Deadant, you still with us?
okay, where were we...oh yes, in the foothills of the Sierra Mountains, in the County of Calaveras, a quaint small town called Angels Camp, population around 5000 or so, at at the Frogtown Fairground that Mark Twain wrote about in his book, The Jumping Frog of Calaveras County"
By the way, the Hells Angels, long before Altamont, way back in 1957, roared in to that small town and took it over, and scared the bejeebus out of everyone, and effectively shut down the downtown for around 20 years every year,the weekend the Frog Jump took place...but I digress, because this story is not about Frogs, or Hells Angels, it's about the Grateful Dead and a small but pretty cool chapter in their touring lives...one which I was so very fortunate to be a part of...

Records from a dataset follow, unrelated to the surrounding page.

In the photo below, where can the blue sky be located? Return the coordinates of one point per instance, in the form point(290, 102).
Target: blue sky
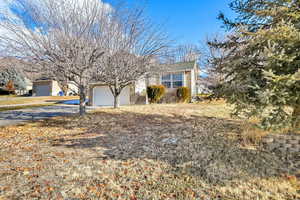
point(189, 21)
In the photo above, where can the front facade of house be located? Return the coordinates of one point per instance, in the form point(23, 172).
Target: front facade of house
point(171, 76)
point(45, 88)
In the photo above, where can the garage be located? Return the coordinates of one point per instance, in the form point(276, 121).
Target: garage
point(102, 96)
point(43, 90)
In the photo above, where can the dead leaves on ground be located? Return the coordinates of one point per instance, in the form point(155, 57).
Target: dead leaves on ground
point(139, 152)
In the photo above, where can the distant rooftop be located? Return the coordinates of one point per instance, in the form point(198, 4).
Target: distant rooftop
point(182, 66)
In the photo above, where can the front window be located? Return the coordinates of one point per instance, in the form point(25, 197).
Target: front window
point(172, 80)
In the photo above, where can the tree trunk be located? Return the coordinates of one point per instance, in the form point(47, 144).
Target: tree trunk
point(82, 101)
point(117, 101)
point(147, 84)
point(296, 117)
point(116, 94)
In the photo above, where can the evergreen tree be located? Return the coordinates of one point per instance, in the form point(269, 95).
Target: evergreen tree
point(262, 62)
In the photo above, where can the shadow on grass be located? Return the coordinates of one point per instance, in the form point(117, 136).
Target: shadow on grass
point(205, 147)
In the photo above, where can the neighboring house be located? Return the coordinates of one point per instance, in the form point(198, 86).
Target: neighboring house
point(45, 88)
point(48, 87)
point(172, 76)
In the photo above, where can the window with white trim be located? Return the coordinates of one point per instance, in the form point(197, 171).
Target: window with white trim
point(173, 80)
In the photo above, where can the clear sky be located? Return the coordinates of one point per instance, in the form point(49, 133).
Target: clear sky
point(189, 21)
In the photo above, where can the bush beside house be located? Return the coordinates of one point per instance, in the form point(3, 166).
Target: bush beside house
point(183, 94)
point(155, 93)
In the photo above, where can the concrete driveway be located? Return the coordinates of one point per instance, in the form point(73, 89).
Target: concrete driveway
point(21, 116)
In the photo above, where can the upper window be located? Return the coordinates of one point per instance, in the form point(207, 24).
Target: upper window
point(172, 80)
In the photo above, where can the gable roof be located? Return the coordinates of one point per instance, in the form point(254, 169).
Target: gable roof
point(182, 66)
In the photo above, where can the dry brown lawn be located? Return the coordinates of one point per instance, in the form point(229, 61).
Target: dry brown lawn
point(143, 152)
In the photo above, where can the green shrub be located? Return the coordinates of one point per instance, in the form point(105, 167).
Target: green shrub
point(155, 93)
point(183, 94)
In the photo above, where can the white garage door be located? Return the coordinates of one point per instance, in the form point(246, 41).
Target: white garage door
point(103, 96)
point(43, 90)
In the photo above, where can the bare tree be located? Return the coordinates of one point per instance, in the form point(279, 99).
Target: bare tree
point(64, 38)
point(132, 43)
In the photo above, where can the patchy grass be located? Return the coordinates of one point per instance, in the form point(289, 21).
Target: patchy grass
point(38, 100)
point(142, 152)
point(2, 109)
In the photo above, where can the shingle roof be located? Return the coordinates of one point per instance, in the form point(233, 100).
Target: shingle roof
point(182, 66)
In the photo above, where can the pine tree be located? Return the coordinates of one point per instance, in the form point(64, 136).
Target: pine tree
point(262, 64)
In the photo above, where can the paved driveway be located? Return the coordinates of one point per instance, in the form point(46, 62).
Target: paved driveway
point(20, 116)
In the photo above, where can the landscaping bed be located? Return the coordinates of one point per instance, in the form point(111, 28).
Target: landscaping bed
point(175, 151)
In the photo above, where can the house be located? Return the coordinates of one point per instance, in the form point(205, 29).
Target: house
point(46, 88)
point(171, 76)
point(49, 87)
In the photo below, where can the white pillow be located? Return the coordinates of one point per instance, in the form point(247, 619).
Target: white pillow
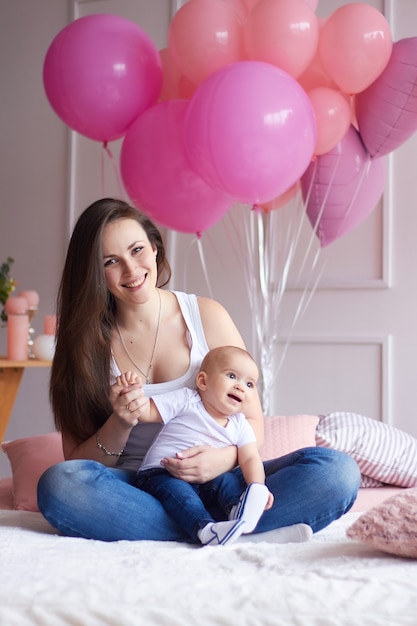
point(385, 455)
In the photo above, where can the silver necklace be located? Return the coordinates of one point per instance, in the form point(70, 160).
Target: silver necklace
point(146, 376)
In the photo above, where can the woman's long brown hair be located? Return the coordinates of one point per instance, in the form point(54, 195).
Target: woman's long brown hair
point(79, 384)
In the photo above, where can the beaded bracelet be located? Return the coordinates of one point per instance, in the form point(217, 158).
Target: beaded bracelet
point(100, 445)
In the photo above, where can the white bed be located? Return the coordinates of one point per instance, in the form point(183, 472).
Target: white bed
point(49, 580)
point(333, 580)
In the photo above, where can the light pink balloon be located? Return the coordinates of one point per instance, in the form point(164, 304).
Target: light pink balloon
point(158, 177)
point(315, 74)
point(355, 46)
point(333, 115)
point(312, 4)
point(387, 110)
point(174, 84)
point(342, 187)
point(239, 6)
point(205, 35)
point(250, 131)
point(283, 33)
point(101, 72)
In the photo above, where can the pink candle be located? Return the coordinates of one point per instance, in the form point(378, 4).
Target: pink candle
point(16, 305)
point(32, 298)
point(17, 328)
point(49, 325)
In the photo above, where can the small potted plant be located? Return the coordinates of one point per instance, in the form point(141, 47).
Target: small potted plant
point(7, 285)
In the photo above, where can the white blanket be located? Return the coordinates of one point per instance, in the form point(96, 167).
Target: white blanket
point(48, 580)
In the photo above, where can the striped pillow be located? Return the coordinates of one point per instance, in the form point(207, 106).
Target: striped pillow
point(385, 455)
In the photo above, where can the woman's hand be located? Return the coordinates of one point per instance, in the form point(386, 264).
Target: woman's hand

Simmer down, Sir Ant, or we'll turn this bus around.
Stop me if you've heard this one...except you Marye. you get to listen, or feed the puppies or whatever.
my lawyer assures me this social anxiety experiment of perma chat crash is both cruel and unusual and you can expect a letter from him much sooner then the denied "pink slip" letter your chat karma will get you from gdtstoo! -throws a fit-smashes computer monitor-cuts himself repeatably on the testicles-screams-cries-begs-pisses himself
ok, ok, im ok, just alittle anxiety, loss of control from chat crashing, im fine now, its back up, im sorry, im sure itll stay up this time, im sure, oh no...no NO NO NO....AgggagaggrrrrrrggrgrgrrrrrrraaagaaghahHHHHHH!
Where is my story geooooOOOOOOOOOOOO
I hope you have enjoyed this comedy skit brought to you by super bowl 49!